Monday, 7 July 2025: 00:00
Location: SJES028 (Faculty of Legal, Economic, and Social Sciences (JES))
Oral Presentation
Shushwi KE, Jamia Millia Islamia, Centre for Distance and Online Education, India
In the early phase of scientific development under the influence of Newtonian empirical and mathematical physics knowledge production was in tuned with to gain recognition as scientific. It was largely influenced by community of scholars particularly scientific scholars with academic interests. It was embedded in the idea of objective knowledge and truth. Liberal higher education was offered in institutional settings with disciplinary body of knowledge relatively independent of narrow socio-cultural interests. Dissemination of knowledge happened in unity with research. Teaching and research united as a matter of epistemic inquiry which is philosophical in nature and sociological too. Therefore, higher education has the task of legitimising society’s cognitive structures. On top of that the foundation of liberal education ultimately lies in the fact of its promise of emancipatory project.

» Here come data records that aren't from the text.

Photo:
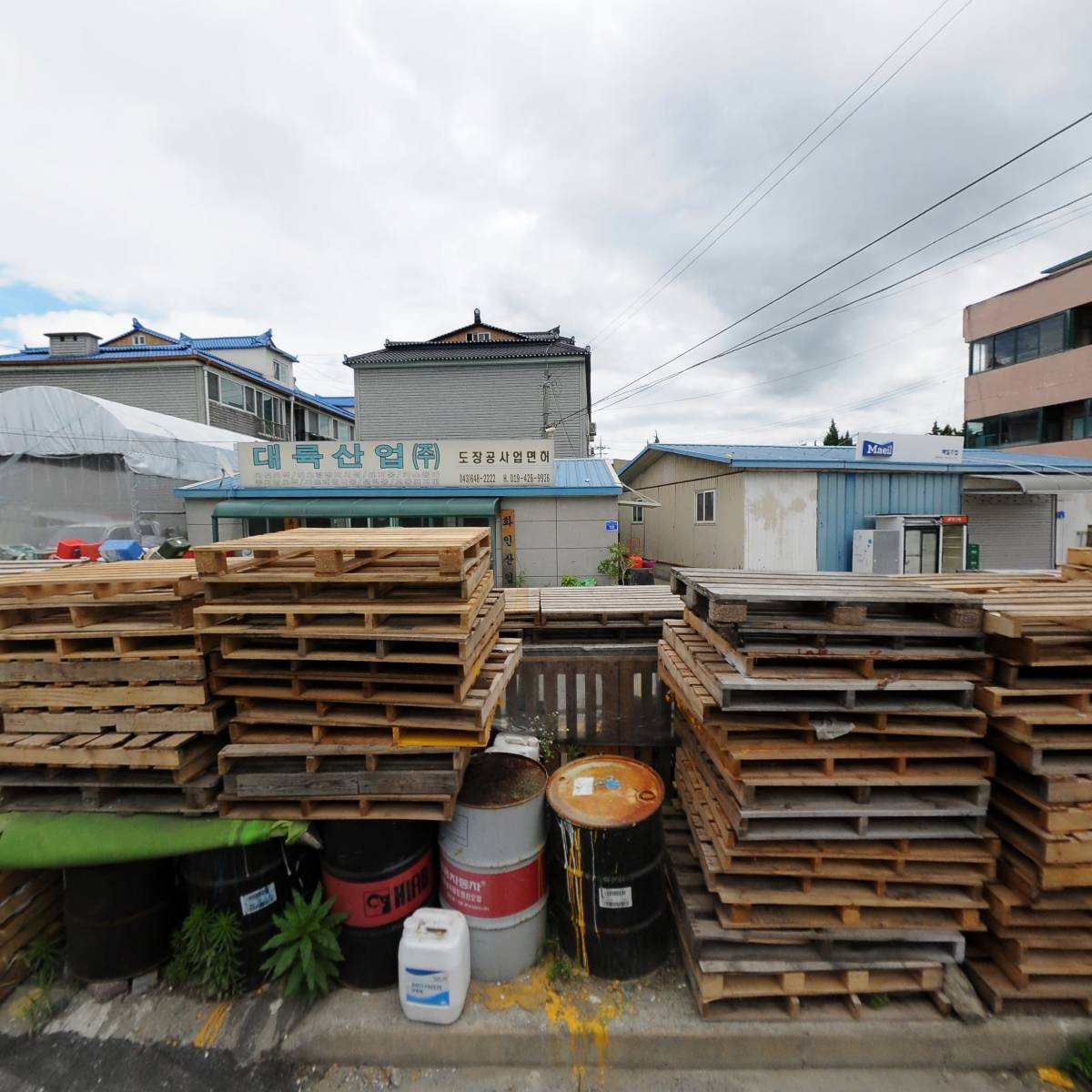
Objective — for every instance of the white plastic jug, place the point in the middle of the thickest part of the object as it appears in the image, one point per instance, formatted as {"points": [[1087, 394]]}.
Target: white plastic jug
{"points": [[434, 966], [514, 743]]}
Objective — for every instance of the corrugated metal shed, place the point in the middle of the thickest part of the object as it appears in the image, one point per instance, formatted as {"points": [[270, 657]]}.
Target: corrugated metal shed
{"points": [[849, 501]]}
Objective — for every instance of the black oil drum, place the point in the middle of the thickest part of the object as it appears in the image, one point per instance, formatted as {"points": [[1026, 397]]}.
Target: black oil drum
{"points": [[119, 918], [605, 865], [378, 872], [255, 883]]}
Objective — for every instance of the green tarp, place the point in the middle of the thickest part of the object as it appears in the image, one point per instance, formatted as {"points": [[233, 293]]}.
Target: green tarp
{"points": [[53, 840]]}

This has also been characterised by Gibbons as ‘Mode I’ type of knowledge.

However, with changing economic and political structure under the neo-liberalism where ‘neo’ about neoliberalism lies in the idea of ‘perfect market’ which promises to capture the essential and basic truth of human nature. It conceptualises people as self-interested competitors, self -actualised entrepreneurs and rational consumers in a dynamic and ever- changing global marketplace. Production of new forms of knowledge within the context of ‘usefulness’ and ‘application’ takes the primary stage. In the changed situation it is not confined to the university but involves range of institutional settings with its own mission and ethos in transdisciplinary forms. Knowledge intensive companies become new sites of knowledge producing units. It demands new skills like problem solving, ability to combine things together in unique way, brokering skills. It’s characterised as ‘Mode-II’ type of knowledge. It’s is an attempt to understand this shift in knowledge production from Mode-I to Mode-II and its impact on the foundational idea of university and also for democratic society.